Experts have called the Energy Independence and Security Act of 2007 (EISA) a historic achievement by Congress. With reviews like that, it’s easy to see why Chairman Bingaman, who played a leading role in developing and moving the bill through Congress, must have liked what he heard this morning from the head of the independent, non-partisan, policy-neutral Energy Information Administration (EIA).
In a hearing, EIA Administrator Guy Caruso testified that EISA would have a significant impact on increasing America’s energy self-reliance, and he projected reduced energy import dependence and slower growth in energy-related carbon emissions.
Specifically, Caruso noted that because of EISA: net imports of crude oil and refined petroleum products are expected to decline from 60 percent in 2006 to 51 percent in 2022; inflation-adjusted prices for oil, natural gas and coal are expected to be lower in 2030 than they are today; electricity prices are expected to peak in 2009 and remain below today’s prices in 2030; total domestic energy demand is expected to increase by about 24 percent through 2030, but the pre-EISA figure was closer to 31 percent; and energy-related emissions of CO2 are forecast to grow by 25 percent from 2006-2030, down from pre-EISA’s prediction of a 35 percent increase. (This reduction is the equivalent of the current annual amount of CO2 emissions of South Korea, the world’s 9th largest source of CO2 emissions).

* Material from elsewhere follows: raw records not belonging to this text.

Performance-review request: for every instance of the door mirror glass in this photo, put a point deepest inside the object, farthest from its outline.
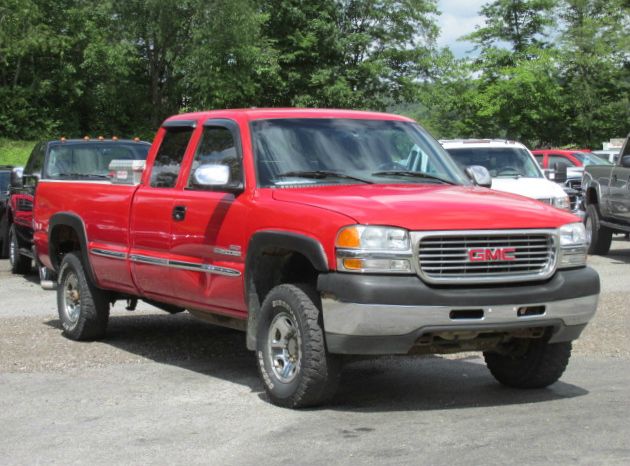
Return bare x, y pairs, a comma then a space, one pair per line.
550, 174
479, 175
30, 180
16, 177
211, 175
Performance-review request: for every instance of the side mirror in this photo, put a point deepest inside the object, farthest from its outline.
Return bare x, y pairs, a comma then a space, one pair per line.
561, 172
16, 177
30, 181
211, 176
550, 174
479, 175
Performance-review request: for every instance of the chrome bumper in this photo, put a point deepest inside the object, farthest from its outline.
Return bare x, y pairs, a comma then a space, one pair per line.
342, 319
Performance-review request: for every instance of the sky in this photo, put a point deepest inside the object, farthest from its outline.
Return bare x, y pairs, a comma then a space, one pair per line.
459, 17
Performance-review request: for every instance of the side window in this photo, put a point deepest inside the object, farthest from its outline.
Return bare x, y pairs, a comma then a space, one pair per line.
217, 147
558, 159
168, 160
36, 160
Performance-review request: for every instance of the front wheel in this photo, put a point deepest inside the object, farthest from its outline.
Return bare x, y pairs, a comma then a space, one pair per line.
529, 363
294, 364
599, 235
83, 308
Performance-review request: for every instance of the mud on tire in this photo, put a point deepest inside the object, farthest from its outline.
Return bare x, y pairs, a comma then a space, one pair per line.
293, 362
531, 363
83, 308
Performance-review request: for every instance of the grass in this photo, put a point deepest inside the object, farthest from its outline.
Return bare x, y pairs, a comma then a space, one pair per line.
15, 152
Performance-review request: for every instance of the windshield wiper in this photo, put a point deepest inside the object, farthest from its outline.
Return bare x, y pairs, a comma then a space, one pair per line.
412, 174
82, 175
321, 174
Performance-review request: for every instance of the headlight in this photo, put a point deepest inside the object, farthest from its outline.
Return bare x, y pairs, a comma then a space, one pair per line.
373, 249
573, 245
562, 202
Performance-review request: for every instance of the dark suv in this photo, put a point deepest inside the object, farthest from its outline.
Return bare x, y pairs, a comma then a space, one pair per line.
59, 160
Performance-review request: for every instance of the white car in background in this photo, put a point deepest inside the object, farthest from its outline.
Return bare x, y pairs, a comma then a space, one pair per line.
512, 166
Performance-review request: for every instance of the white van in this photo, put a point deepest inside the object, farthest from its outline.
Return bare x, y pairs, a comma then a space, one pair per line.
512, 166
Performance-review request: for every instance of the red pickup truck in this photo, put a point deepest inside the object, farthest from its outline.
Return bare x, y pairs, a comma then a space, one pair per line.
322, 233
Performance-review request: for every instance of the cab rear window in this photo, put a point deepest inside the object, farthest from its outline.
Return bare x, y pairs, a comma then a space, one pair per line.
90, 160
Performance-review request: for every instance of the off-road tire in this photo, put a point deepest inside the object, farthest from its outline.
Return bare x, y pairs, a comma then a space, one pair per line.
93, 314
601, 236
19, 264
533, 363
318, 371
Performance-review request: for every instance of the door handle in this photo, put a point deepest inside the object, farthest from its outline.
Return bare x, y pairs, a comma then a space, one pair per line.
179, 213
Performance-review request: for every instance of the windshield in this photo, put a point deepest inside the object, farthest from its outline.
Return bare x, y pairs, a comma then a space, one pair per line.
499, 161
590, 159
313, 151
90, 159
5, 178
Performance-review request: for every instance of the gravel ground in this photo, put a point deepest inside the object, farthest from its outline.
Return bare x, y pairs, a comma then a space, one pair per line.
167, 389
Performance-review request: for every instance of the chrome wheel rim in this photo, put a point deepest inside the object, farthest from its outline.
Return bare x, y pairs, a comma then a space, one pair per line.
12, 248
589, 229
71, 298
284, 346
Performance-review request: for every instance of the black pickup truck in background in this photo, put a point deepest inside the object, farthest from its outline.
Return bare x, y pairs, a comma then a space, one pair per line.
606, 191
61, 159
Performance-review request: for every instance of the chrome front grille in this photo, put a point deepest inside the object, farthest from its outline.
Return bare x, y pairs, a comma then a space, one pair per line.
486, 256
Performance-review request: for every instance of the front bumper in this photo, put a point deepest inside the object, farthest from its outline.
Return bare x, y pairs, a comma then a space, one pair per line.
368, 314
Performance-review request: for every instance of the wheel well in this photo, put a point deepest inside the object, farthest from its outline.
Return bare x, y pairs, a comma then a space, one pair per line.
270, 267
63, 239
275, 266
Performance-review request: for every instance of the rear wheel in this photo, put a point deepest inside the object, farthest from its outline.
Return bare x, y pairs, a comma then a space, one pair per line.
83, 308
296, 369
600, 235
4, 237
19, 264
529, 363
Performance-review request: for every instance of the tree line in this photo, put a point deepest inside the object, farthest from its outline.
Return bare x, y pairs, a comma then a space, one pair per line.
546, 72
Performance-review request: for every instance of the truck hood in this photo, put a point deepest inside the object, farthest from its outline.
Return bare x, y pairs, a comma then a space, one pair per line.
428, 207
536, 188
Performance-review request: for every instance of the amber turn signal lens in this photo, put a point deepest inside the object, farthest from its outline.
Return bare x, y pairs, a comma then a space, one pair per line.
349, 238
353, 264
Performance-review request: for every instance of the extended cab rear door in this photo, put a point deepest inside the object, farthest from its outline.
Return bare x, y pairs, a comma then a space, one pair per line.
153, 209
208, 236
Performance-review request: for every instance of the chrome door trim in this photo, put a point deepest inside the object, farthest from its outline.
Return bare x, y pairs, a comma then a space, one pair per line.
109, 253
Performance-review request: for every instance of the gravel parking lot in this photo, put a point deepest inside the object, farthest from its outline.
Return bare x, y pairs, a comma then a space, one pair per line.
168, 389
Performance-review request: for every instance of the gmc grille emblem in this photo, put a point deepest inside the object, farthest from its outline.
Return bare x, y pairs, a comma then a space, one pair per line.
491, 254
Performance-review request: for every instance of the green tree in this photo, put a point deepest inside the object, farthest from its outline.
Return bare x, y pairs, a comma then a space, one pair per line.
350, 53
595, 64
228, 62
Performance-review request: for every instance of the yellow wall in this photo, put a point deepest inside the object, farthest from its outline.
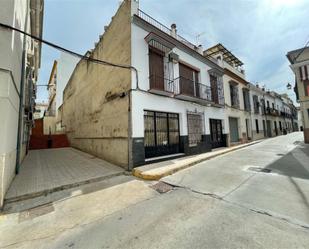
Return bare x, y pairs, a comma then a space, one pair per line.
94, 115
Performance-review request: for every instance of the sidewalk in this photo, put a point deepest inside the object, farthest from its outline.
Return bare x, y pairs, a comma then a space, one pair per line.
46, 171
156, 171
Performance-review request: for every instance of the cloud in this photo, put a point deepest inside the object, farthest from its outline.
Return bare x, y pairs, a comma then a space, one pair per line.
259, 32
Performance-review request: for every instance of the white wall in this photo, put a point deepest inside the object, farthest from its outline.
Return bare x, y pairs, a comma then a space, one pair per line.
66, 65
145, 101
13, 13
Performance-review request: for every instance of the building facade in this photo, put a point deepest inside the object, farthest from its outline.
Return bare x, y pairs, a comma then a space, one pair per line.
19, 65
299, 60
173, 98
237, 104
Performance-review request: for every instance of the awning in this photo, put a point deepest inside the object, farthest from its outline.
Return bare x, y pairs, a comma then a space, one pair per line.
159, 42
304, 72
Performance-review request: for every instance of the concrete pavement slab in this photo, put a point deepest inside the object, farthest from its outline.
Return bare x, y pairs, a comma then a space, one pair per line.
23, 230
45, 171
156, 171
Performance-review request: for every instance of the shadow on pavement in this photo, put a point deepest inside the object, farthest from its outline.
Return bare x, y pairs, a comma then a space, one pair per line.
293, 164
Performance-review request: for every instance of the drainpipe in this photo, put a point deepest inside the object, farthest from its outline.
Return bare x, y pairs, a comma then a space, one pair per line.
130, 151
21, 94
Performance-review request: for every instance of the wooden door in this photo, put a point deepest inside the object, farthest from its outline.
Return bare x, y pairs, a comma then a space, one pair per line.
234, 135
188, 80
217, 139
156, 69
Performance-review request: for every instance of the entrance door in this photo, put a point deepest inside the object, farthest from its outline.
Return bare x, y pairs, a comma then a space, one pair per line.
234, 135
264, 128
248, 129
161, 134
216, 134
276, 128
156, 69
268, 128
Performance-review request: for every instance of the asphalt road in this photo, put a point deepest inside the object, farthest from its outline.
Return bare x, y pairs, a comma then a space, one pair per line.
226, 202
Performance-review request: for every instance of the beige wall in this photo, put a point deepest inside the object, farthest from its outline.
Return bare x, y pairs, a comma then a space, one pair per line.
94, 115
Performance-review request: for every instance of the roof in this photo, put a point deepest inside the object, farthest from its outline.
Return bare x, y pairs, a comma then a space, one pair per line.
227, 55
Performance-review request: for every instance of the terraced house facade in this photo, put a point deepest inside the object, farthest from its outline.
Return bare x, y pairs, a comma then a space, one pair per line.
175, 99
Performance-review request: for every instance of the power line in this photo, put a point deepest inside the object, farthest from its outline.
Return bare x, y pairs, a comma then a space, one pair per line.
83, 57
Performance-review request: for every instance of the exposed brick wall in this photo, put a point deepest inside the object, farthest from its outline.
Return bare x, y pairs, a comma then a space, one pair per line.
37, 130
41, 141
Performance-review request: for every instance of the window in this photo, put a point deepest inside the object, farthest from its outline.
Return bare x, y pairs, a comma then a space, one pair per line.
246, 99
189, 81
263, 106
256, 104
306, 87
195, 128
257, 126
234, 95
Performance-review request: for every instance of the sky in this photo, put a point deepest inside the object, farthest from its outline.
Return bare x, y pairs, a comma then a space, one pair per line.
258, 32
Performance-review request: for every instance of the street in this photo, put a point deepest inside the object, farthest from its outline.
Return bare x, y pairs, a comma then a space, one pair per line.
256, 197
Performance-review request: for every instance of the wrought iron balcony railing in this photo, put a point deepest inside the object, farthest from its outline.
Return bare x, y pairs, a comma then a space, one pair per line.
163, 28
161, 84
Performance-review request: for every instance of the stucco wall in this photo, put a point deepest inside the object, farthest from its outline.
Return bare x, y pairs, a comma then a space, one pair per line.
94, 115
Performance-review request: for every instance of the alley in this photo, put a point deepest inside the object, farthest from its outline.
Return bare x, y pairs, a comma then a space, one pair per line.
221, 203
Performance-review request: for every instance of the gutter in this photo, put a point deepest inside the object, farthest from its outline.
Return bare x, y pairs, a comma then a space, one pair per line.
21, 94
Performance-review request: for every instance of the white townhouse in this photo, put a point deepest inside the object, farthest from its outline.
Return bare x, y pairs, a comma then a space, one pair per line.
299, 60
258, 118
168, 98
20, 61
179, 107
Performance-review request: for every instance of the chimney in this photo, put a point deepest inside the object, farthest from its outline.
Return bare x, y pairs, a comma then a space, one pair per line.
200, 49
173, 30
134, 7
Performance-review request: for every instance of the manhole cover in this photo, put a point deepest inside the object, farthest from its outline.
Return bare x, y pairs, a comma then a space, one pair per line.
162, 187
258, 169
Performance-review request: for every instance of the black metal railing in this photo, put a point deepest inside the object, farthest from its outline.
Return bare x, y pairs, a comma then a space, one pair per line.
163, 28
161, 83
183, 86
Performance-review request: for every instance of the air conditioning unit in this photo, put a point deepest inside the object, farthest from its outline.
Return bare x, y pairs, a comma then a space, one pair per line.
173, 57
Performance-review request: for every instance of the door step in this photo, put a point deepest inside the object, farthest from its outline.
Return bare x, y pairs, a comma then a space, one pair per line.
162, 158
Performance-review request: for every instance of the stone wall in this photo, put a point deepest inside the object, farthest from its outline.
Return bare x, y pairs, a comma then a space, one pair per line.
96, 101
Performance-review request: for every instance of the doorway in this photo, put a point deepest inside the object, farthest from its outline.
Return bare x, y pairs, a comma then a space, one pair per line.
234, 134
161, 133
268, 128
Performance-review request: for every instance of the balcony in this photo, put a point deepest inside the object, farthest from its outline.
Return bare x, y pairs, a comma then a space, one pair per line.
160, 85
141, 14
187, 89
272, 111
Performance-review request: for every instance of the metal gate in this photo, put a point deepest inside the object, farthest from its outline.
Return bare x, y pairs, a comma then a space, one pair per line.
161, 133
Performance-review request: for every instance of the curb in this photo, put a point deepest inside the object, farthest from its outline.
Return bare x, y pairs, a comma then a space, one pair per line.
157, 176
60, 188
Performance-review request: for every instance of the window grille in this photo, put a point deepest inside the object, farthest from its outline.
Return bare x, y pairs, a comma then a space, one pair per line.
195, 128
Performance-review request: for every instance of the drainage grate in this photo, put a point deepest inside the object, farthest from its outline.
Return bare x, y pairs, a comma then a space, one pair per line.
162, 187
258, 169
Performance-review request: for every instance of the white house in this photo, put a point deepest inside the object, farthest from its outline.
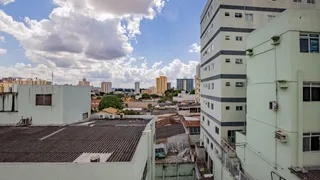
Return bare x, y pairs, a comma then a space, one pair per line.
45, 104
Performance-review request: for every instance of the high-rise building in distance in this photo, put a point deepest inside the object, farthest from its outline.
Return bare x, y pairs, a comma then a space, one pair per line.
169, 85
161, 84
106, 87
185, 84
84, 82
137, 87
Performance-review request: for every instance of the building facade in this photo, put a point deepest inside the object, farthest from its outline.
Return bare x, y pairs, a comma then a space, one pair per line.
161, 84
185, 84
284, 65
137, 87
106, 87
45, 104
224, 27
84, 82
169, 85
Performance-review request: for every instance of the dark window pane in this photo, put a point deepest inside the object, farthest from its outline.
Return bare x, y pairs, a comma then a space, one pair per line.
315, 93
306, 144
304, 46
314, 45
306, 93
315, 141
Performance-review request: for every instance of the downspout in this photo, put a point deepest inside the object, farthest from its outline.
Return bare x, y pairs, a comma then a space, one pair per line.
300, 120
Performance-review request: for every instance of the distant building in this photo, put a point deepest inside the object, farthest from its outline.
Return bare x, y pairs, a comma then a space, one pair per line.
169, 85
197, 82
84, 82
185, 84
106, 87
45, 104
161, 84
137, 87
105, 147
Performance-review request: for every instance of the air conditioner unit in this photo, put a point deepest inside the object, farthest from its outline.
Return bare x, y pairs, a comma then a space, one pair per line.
281, 136
239, 84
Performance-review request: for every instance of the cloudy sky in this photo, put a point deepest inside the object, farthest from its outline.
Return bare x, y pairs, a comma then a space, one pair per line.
121, 41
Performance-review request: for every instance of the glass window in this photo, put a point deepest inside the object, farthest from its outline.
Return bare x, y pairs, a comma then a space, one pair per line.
249, 17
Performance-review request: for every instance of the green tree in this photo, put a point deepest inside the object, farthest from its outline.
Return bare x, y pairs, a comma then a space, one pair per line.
145, 96
110, 101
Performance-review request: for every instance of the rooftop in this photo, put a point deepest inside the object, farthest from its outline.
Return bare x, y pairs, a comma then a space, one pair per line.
111, 140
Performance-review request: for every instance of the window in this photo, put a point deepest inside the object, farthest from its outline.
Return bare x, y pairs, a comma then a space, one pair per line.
270, 17
43, 99
217, 130
239, 108
311, 92
249, 17
238, 38
239, 61
238, 15
194, 130
311, 141
309, 43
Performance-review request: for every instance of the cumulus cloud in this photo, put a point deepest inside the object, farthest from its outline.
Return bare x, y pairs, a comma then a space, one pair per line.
194, 48
3, 51
6, 2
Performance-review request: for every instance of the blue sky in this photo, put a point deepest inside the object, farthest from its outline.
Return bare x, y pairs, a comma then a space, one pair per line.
74, 41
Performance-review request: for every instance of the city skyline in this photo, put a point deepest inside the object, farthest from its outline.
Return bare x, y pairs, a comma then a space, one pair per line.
136, 57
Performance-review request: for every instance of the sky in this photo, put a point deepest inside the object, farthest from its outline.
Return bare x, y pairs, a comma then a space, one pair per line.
118, 41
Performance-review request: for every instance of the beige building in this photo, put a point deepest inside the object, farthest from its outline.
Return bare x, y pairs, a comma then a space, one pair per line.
161, 84
106, 87
84, 82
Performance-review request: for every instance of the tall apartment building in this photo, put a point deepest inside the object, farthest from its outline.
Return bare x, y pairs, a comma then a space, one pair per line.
84, 82
161, 84
106, 87
169, 85
185, 84
283, 96
224, 27
197, 80
137, 87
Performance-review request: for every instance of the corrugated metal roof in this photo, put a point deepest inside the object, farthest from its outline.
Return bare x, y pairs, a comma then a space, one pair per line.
27, 144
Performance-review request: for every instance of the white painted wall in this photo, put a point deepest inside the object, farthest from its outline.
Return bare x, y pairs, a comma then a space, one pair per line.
68, 105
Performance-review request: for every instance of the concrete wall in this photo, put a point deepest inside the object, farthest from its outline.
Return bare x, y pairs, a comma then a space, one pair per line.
68, 105
183, 171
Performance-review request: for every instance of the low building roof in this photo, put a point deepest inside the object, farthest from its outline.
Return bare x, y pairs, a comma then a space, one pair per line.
111, 140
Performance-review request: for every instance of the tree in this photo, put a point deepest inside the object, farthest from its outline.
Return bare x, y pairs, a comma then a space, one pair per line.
110, 101
145, 96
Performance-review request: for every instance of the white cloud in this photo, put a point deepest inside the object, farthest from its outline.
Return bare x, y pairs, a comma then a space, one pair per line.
6, 2
194, 48
3, 51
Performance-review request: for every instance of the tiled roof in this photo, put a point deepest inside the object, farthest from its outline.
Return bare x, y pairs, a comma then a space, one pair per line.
169, 131
66, 144
307, 174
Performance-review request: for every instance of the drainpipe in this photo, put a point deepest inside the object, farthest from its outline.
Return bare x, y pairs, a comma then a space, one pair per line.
300, 120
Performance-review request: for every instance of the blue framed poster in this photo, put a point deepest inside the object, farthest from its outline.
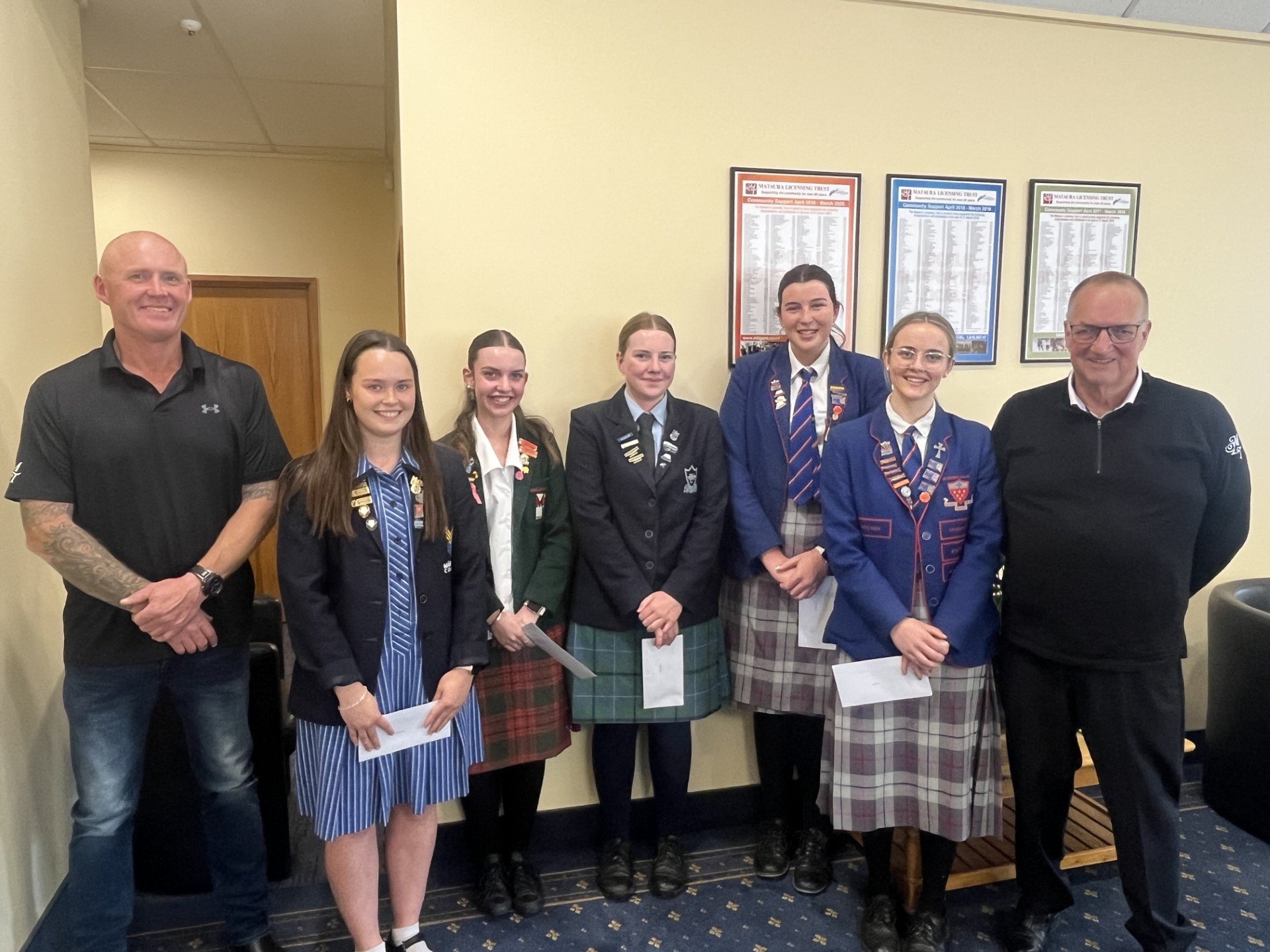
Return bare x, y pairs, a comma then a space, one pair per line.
944, 254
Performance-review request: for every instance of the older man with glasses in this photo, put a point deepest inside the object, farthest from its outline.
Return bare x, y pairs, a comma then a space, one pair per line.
1124, 495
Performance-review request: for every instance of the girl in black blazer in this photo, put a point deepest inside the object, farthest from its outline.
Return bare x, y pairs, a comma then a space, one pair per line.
381, 561
648, 489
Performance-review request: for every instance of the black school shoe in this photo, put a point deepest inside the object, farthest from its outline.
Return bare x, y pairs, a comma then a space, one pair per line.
812, 870
526, 885
669, 869
927, 932
616, 875
773, 853
879, 927
492, 895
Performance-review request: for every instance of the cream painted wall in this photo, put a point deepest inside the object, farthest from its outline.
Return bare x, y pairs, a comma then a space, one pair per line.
266, 218
564, 164
46, 266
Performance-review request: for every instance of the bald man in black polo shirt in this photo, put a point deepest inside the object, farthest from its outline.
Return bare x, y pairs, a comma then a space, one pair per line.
146, 475
1124, 495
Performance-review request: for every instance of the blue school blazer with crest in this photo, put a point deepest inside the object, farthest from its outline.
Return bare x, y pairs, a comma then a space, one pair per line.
756, 427
875, 542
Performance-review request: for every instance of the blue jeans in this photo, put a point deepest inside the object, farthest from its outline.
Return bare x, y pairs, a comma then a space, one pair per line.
110, 715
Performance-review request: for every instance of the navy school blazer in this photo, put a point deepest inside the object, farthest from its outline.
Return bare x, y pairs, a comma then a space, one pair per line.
335, 592
757, 434
638, 534
874, 541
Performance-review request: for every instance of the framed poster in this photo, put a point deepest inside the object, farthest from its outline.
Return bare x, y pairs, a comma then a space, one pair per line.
944, 254
781, 219
1075, 229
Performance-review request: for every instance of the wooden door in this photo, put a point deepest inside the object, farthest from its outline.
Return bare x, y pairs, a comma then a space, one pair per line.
271, 325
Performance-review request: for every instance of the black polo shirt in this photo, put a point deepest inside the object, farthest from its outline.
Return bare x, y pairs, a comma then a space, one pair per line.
153, 476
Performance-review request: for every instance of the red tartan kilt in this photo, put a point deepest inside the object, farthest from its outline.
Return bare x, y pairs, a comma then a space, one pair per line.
524, 705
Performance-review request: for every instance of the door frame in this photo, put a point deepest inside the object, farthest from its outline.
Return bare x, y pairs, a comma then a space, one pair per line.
310, 287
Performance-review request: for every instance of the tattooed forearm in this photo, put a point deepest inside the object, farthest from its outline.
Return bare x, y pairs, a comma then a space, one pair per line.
77, 556
261, 491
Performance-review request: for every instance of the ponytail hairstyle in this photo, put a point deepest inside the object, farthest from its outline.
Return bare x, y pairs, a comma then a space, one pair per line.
325, 476
464, 440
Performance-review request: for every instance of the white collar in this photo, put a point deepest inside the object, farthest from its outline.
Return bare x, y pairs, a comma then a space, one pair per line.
900, 424
1076, 400
486, 455
820, 365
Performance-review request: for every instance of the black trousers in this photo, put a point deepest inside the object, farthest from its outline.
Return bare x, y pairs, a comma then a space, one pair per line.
788, 748
513, 789
669, 760
1133, 724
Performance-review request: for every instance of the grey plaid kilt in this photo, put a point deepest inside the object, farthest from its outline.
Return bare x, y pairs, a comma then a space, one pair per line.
616, 694
933, 763
770, 672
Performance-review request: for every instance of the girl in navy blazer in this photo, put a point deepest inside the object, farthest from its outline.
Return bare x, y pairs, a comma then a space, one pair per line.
648, 488
381, 561
774, 555
912, 527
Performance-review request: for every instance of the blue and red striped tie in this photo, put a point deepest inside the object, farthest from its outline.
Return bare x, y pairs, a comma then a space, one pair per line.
804, 483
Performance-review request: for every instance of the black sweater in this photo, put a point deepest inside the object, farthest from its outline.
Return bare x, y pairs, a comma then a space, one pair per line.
1113, 524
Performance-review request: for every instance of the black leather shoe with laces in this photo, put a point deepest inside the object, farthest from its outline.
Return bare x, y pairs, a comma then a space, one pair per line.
669, 869
773, 853
812, 870
492, 895
927, 932
879, 930
526, 885
616, 875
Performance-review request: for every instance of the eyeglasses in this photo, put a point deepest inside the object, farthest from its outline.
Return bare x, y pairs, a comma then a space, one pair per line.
1118, 334
931, 358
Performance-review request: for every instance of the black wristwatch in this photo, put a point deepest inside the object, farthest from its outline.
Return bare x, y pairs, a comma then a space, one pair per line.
210, 582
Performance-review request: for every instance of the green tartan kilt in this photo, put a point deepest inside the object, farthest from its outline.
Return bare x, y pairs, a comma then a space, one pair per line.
616, 694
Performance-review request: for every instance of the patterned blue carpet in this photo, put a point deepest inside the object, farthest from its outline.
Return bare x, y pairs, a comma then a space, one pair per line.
1226, 892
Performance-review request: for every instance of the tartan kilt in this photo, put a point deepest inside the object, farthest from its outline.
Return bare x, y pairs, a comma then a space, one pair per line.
525, 710
933, 763
616, 694
770, 672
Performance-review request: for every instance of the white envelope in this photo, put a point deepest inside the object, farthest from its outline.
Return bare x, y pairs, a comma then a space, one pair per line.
813, 615
663, 673
409, 733
876, 681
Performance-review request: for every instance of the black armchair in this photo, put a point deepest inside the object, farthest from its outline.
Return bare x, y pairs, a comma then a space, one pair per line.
1238, 734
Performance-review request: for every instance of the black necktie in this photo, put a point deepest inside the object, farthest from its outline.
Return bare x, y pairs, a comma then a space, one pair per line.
646, 441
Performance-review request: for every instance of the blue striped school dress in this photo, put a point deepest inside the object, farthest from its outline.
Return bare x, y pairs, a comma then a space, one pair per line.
341, 793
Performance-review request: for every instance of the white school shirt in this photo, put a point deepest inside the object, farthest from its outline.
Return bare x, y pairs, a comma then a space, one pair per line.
901, 426
499, 480
820, 390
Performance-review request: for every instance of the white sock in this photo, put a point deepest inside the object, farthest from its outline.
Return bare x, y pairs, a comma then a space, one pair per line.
404, 933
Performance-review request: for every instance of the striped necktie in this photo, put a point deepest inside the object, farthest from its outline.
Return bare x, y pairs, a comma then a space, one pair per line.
804, 473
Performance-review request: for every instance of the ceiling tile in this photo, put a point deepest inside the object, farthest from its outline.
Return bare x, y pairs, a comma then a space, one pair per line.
302, 41
1103, 8
1250, 16
145, 34
312, 114
175, 107
105, 121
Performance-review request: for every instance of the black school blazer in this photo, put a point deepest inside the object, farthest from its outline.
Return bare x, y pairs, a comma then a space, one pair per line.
638, 535
335, 589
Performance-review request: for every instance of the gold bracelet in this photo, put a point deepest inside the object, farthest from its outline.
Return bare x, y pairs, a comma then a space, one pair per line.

It’s hard not to be pleased with these projections. Here is Chairman Bingaman’s statement from today:
Hearing on the Energy Information Administration’s
Revised Annual Energy Outlook
“Thank you for joining us today, Mr. Caruso. We are always pleased to have you speak with us, and I look forward to discussing your Administration’s recently revised Annual Energy Outlook. We know that the Energy Information Administration had just completed this year’s Annual Energy Outlook last December, when the Energy Independence and Security Act was signed into law. We are very appreciative that, on your own initiative, you took the effort to re-run your models so that we might all begin to better understand the effects of the new energy legislation.
“The effects of this legislation will be substantial and creates great strides toward reducing our energy dependence and curbing global warming pollution. In 2006, 60 percent of our oil, gasoline, and other transportation fuels came from foreign sources. In 2022, only 51 percent of those fuels will come from foreign sources. This is a phenomenal achievement, and reverses the trend of becoming ever more reliant on imported oil. It appears that OPEC will meet tomorrow and decide not to increase oil production, despite new record high prices for oil – we hit a new high of $103.95 per barrel just yesterday. OPEC’s decision to sit by and watch as oil prices skyrocket highlights how important it is to wean ourselves off of imported oil to the maximum extent possible. This new energy bill takes a strong step away from oil dependency, and toward greater efficiency and homegrown biofuels.
“I am also very pleased to see that your revised outlook suggests that the energy bill will lead to substantially reduced growth in greenhouse gas emissions. Through the greenhouse gas emission reduction requirements included in this legislation’s Renewable Fuel Standard, Congress passed and the President signed into law this country’s first global warming legislation. Your testimony states that you now expect energy-related carbon emissions in 2030 to be 500 million metric tons below what was published in December. This is a substantial decrease, and a step in the right direction. It demonstrates that government policy can and will move toward reducing greenhouse gas emissions. I hope we will use this first step to build momentum for comprehensive global warming legislation.
“I would also like to thank Mr. Caruso for his responsiveness to Congress’ request that EIA facilitate more transparency on refinery capacity and utilization. Senator Domenici and I cosponsored an amendment that was adopted in the energy bill, requiring EIA to analyze refinery outage data and report its findings to the Secretary of Energy. EIA has now decided to go one step further, publishing aggregated data on refinery outages every month in its Petroleum Supply Monthly. This kind of data transparency is critical to free and properly functioning markets and I applaud EIA for making this effort.
“Again, thank you Mr. Caruso, and I look forward to your testimony.”